Micrograd TS

07 August, 2023

I recently went through a very detailed and well-explained Python-based project/lesson by karpathy which is called micrograd. This is a tiny scalar-valued autograd engine and a neural net on top of it. This video explains how to build such a network from scratch.

The project above is, as expected, built on Python. For learning purposes, I wanted to see how such a network may be implemented in TypeScript and came up with a 🤖 micrograd-ts repository (and also with a demo of how the network may be trained).

Trying to build anything on your own very often gives you a much better understanding of a topic.

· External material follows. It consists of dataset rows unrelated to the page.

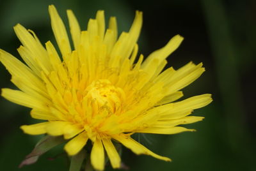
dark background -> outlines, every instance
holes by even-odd
[[[66,26],[66,10],[73,10],[83,30],[97,10],[104,10],[106,20],[116,16],[119,33],[129,30],[135,10],[143,11],[140,53],[147,56],[180,34],[185,39],[168,58],[169,66],[177,69],[193,61],[203,62],[206,68],[198,80],[184,89],[185,98],[212,94],[214,101],[193,114],[205,119],[187,126],[197,131],[141,136],[143,144],[173,161],[136,156],[124,149],[122,161],[131,170],[256,170],[255,1],[1,0],[0,48],[19,58],[16,48],[20,43],[12,29],[17,23],[33,30],[42,42],[55,42],[47,12],[51,4],[56,6]],[[1,64],[0,87],[14,87],[10,79]],[[28,108],[3,98],[0,108],[1,170],[68,170],[63,147],[19,169],[41,137],[25,135],[19,128],[35,122]],[[106,168],[111,170],[111,167]]]

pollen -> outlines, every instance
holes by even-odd
[[[104,168],[104,151],[112,167],[120,167],[121,158],[113,140],[136,154],[170,161],[131,135],[193,131],[179,125],[204,119],[189,115],[210,103],[211,94],[179,100],[183,96],[181,90],[204,72],[202,64],[190,62],[178,70],[164,70],[166,58],[183,37],[175,36],[144,59],[138,54],[137,44],[142,12],[136,12],[129,32],[118,36],[116,18],[111,17],[106,27],[104,11],[97,11],[87,29],[81,31],[68,10],[71,43],[55,7],[50,5],[49,11],[60,54],[50,41],[43,45],[34,32],[19,24],[14,30],[22,43],[18,52],[26,64],[0,50],[0,61],[19,89],[3,89],[2,96],[31,108],[31,117],[43,120],[22,126],[24,132],[63,136],[68,140],[64,149],[70,156],[91,141],[91,162],[99,170]]]

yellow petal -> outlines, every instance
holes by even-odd
[[[189,70],[183,70],[182,68],[178,70],[165,86],[168,93],[179,91],[196,80],[205,71],[202,66],[202,64],[200,63]]]
[[[91,162],[96,170],[103,170],[104,168],[104,151],[102,143],[99,138],[94,142],[91,152]]]
[[[46,72],[51,71],[52,68],[49,63],[46,50],[37,39],[35,33],[32,32],[34,34],[33,37],[26,28],[19,24],[14,27],[14,31],[22,45],[31,53],[29,57],[33,58],[36,63],[35,64],[35,66],[39,68],[38,70],[44,70]],[[32,61],[32,60],[30,60],[30,61]]]
[[[83,132],[70,140],[64,147],[68,155],[76,155],[86,144],[88,137],[86,132]]]
[[[113,32],[113,41],[115,42],[117,39],[118,36],[118,29],[117,29],[117,24],[116,24],[116,19],[115,17],[111,17],[109,19],[109,29],[111,30]]]
[[[72,10],[67,10],[67,13],[68,18],[69,27],[70,28],[71,36],[75,49],[77,49],[81,39],[81,29],[79,24]]]
[[[12,102],[29,108],[42,110],[45,110],[47,108],[47,104],[20,91],[2,89],[1,96]]]
[[[175,113],[183,111],[189,111],[194,109],[202,108],[209,104],[212,101],[211,94],[205,94],[199,96],[195,96],[181,101],[173,103],[173,108],[169,111],[166,111],[166,114],[169,115],[170,119],[177,119]],[[164,106],[163,106],[164,107]],[[163,114],[163,115],[164,115]]]
[[[172,128],[178,124],[186,124],[200,121],[203,120],[204,118],[204,117],[186,116],[177,119],[159,120],[152,126],[158,128]]]
[[[50,41],[46,42],[45,46],[51,63],[54,68],[56,68],[58,65],[61,64],[61,61],[59,55]]]
[[[63,57],[66,61],[67,60],[66,58],[71,53],[70,45],[66,28],[54,5],[49,6],[49,12],[50,13],[53,33],[54,34]]]
[[[148,67],[148,63],[154,59],[158,59],[160,62],[162,62],[179,47],[183,39],[183,37],[179,34],[173,37],[164,47],[156,50],[148,56],[142,65],[143,68]]]
[[[119,141],[122,143],[124,146],[130,149],[136,154],[147,154],[152,156],[156,158],[163,160],[166,161],[170,161],[171,160],[166,157],[161,156],[158,154],[156,154],[136,142],[136,140],[133,140],[131,137],[127,135],[118,135],[113,136],[113,138],[115,140]]]
[[[34,90],[42,93],[45,90],[43,82],[24,64],[10,54],[0,49],[0,61],[12,75],[22,78],[22,81]],[[31,84],[31,86],[29,86]]]
[[[174,93],[172,93],[171,94],[169,94],[165,97],[164,97],[163,99],[161,99],[158,103],[157,105],[162,105],[164,104],[169,103],[171,102],[173,102],[180,98],[183,96],[183,93],[182,91],[177,91]]]
[[[157,133],[157,134],[175,134],[184,131],[195,131],[195,130],[187,129],[183,127],[175,126],[172,128],[149,127],[140,130],[138,133]]]
[[[51,103],[51,100],[49,100],[50,97],[45,91],[38,89],[33,84],[28,84],[22,77],[19,77],[13,75],[12,77],[11,81],[22,91],[32,97],[34,97],[38,101],[47,104]]]
[[[128,39],[126,42],[124,42],[125,44],[125,48],[122,49],[122,56],[123,56],[123,60],[129,57],[134,48],[136,43],[140,36],[140,33],[142,26],[142,12],[136,11],[134,20],[133,21],[132,25],[129,31]]]
[[[20,128],[26,133],[40,135],[46,133],[45,126],[47,126],[48,123],[48,122],[46,122],[31,125],[22,125]]]
[[[121,159],[111,139],[102,138],[102,142],[113,168],[120,168]]]
[[[98,22],[99,36],[100,40],[102,40],[105,34],[105,17],[104,11],[99,10],[97,12],[96,20]]]

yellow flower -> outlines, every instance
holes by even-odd
[[[188,115],[211,103],[211,94],[173,102],[182,96],[180,90],[204,71],[202,64],[189,63],[177,70],[170,68],[162,72],[166,57],[183,38],[177,35],[145,61],[142,55],[137,60],[141,11],[136,11],[129,33],[123,32],[118,38],[116,19],[110,18],[106,31],[103,11],[97,13],[96,19],[89,20],[87,31],[81,31],[72,11],[67,10],[72,50],[55,7],[49,6],[49,11],[61,57],[51,41],[45,48],[32,31],[20,24],[14,30],[22,44],[18,51],[26,64],[0,51],[1,62],[20,90],[3,89],[2,96],[32,108],[33,118],[45,120],[22,126],[21,129],[30,135],[46,133],[70,139],[65,150],[70,156],[77,154],[90,140],[91,162],[97,170],[104,169],[104,149],[112,167],[120,167],[113,140],[137,154],[170,161],[147,149],[131,135],[193,131],[178,125],[204,118]]]

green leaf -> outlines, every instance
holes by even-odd
[[[79,171],[82,167],[83,161],[86,156],[85,150],[81,150],[77,154],[71,158],[70,167],[69,171]]]
[[[65,140],[61,136],[51,137],[45,136],[36,144],[32,152],[26,156],[19,167],[21,168],[24,165],[29,165],[36,162],[40,156],[53,148],[54,147],[64,142]]]

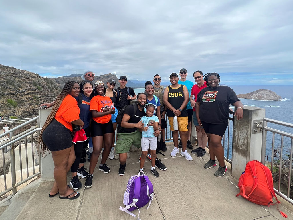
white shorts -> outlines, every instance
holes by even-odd
[[[152,138],[144,138],[142,137],[142,150],[143,151],[147,151],[149,149],[153,150],[156,150],[157,149],[157,142],[158,138],[156,137]]]

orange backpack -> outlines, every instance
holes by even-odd
[[[256,204],[263,205],[273,205],[280,203],[274,191],[273,177],[270,169],[259,161],[254,160],[249,161],[245,167],[245,172],[239,178],[238,187],[239,195]],[[273,197],[277,202],[272,204]],[[285,218],[287,215],[277,208],[281,214]]]

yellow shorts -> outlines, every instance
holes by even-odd
[[[170,130],[174,131],[173,127],[173,121],[174,118],[173,117],[168,117],[169,123],[170,124]],[[178,117],[177,121],[178,123],[178,130],[180,131],[188,131],[187,125],[188,125],[188,117]]]

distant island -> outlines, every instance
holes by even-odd
[[[268,89],[258,89],[246,94],[239,94],[238,98],[256,100],[278,101],[282,97],[275,92]]]

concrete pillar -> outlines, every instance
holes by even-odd
[[[262,134],[254,133],[253,121],[262,120],[265,116],[264,109],[247,106],[243,108],[243,118],[237,120],[234,117],[233,128],[232,174],[237,179],[244,171],[248,162],[260,161]]]
[[[47,109],[41,109],[39,110],[40,114],[40,127],[42,127],[47,120],[52,109],[52,107]],[[49,153],[43,158],[41,157],[42,163],[42,178],[43,180],[50,180],[54,179],[53,171],[54,170],[54,163],[52,158],[52,155]]]

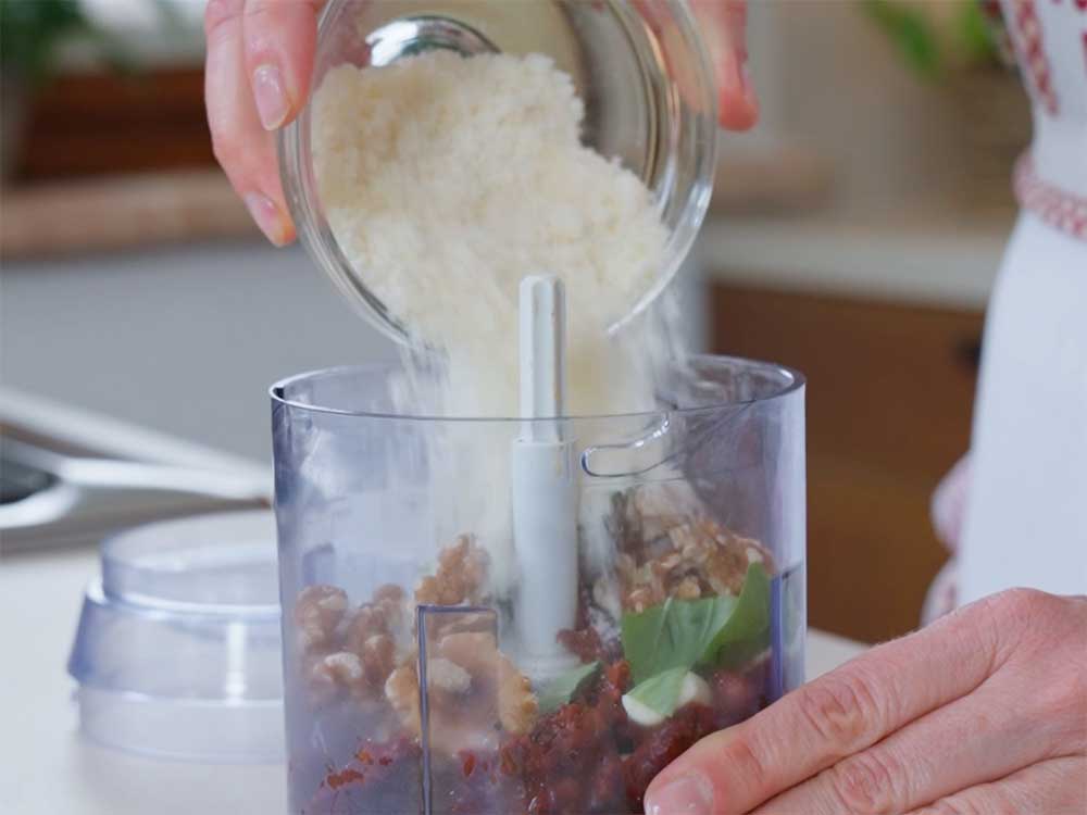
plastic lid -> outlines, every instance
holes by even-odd
[[[271,512],[139,527],[102,544],[68,673],[95,741],[208,762],[283,757]]]

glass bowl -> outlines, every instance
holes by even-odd
[[[646,184],[669,231],[651,288],[615,329],[679,269],[701,226],[716,160],[716,95],[686,0],[329,0],[321,13],[312,88],[346,62],[388,65],[428,49],[465,55],[544,53],[573,78],[586,105],[583,140]],[[311,160],[311,106],[280,130],[284,191],[311,258],[358,310],[395,339],[398,321],[352,267],[321,205]]]

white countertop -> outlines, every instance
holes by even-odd
[[[709,280],[798,293],[980,311],[1014,213],[965,215],[922,203],[894,212],[707,220]]]
[[[77,730],[65,673],[88,550],[0,561],[0,813],[3,815],[286,814],[285,772],[143,758],[89,743]],[[812,631],[808,674],[863,650]]]

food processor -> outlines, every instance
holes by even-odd
[[[709,202],[715,102],[690,10],[661,2],[330,0],[343,62],[542,52],[584,138],[637,174],[675,275]],[[398,340],[321,209],[310,112],[280,136],[311,256]],[[802,681],[803,377],[677,359],[653,406],[565,409],[562,284],[522,281],[520,414],[414,415],[398,364],[272,388],[291,811],[639,813],[652,778]]]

So, this was a good exercise, especially taking into account that the whole code is just a ~200 lines of TS code with no external dependencies.

The micrograd-ts repository might be useful for those who want to get a basic understanding of how neural networks work, using a TypeScript environment for experimentation.

With that being said, let me give you some more information about the project.

Project structure

micrograd/ — this folder is the core/purpose of the repo
- engine.ts — the scalar Value class that supports basic math operations like add, sub, div, mul, pow, exp, tanh and has a backward() method that calculates a derivative of the expression, which is required for back-propagation flow.
- nn.ts — the Neuron, Layer, and MLP (multi-layer perceptron) classes that implement a neural network on top of the differentiable scalar Values.
demo/ - demo React application to experiment with the micrograd code
- src/demos/ - several playgrounds where you can experiment with the Neuron, Layer, and MLP classes.

Micrograd

See the 🎬 The spelled-out intro to neural networks and back-propagation: building micrograd YouTube video for the detailed explanation of how neural networks and backpropagation work. The video also explains in detail what the Neuron, Layer, MLP, and Value classes do.

Briefly, the Value class allows you to build a computation graph for some expression that consists of scalar values.

Here is an example of how the computation graph for the a * b + c expression looks like:

Based on the Value class we can build a Neuron expression X * W + b. Here we're simulating a dot-product of matrix X (input features) and matrix W (neuron weights):

Out of Neurons, we can build the MLP network class that consists of several Layers of Neurons. The computation graph in this case may look a bit complex to be displayed here, but a simplified version might look like this:

The main idea is that the computation graphs above "know" how to do automatic back propagation (in other words, how to calculate derivatives). This allows us to train the MLP network for several epochs and adjust the network weights in a way that reduces the ultimate loss:

The following demo illustrates the training process of the Multilayer perceptron against a set of dynamically generated "circular" data, where the inner circle has positive labels (1), and the outer circle has negative labels (-1). Once the network has been trained, we test it against a uniform range of data to build a prediction heatmap: the red area is where the model predicts negative values and the green area is where the model predicts positive values.

Demo (online)

To see the online demo/playground, check the following link:

🔗 trekhleb.dev/micrograd-ts

Demo (local)

If you want to experiment with the code locally, follow the instructions below.

Setup

Clone the current repo locally.

Switch to the demo folder:

cd ./demo

Setup node v18 using nvm (optional):

nvm use

Install dependencies:

npm i

Launch demo app:

npm run dev

The demo app will be available at http://localhost:5173/micrograd-ts

Playgrounds

Go to the ./demo/src/demos/ to explore several playgrounds for the Neuron, Layer, and MLP classes.

I hope, playing around with the micrograd-ts code above and watching the video from Karpathy will be helpful at least for some of you, learners.

🎵 Here is a bit of music-driven MLP training

With a learning rate of 0.3 the training process is stable and converges to the local loss function minimum most of the time.

With a learning rate of 1, you may see how the gradient descent sometimes skips the local minimum by doing the "steps" that are too large. The learning is unstable in this case.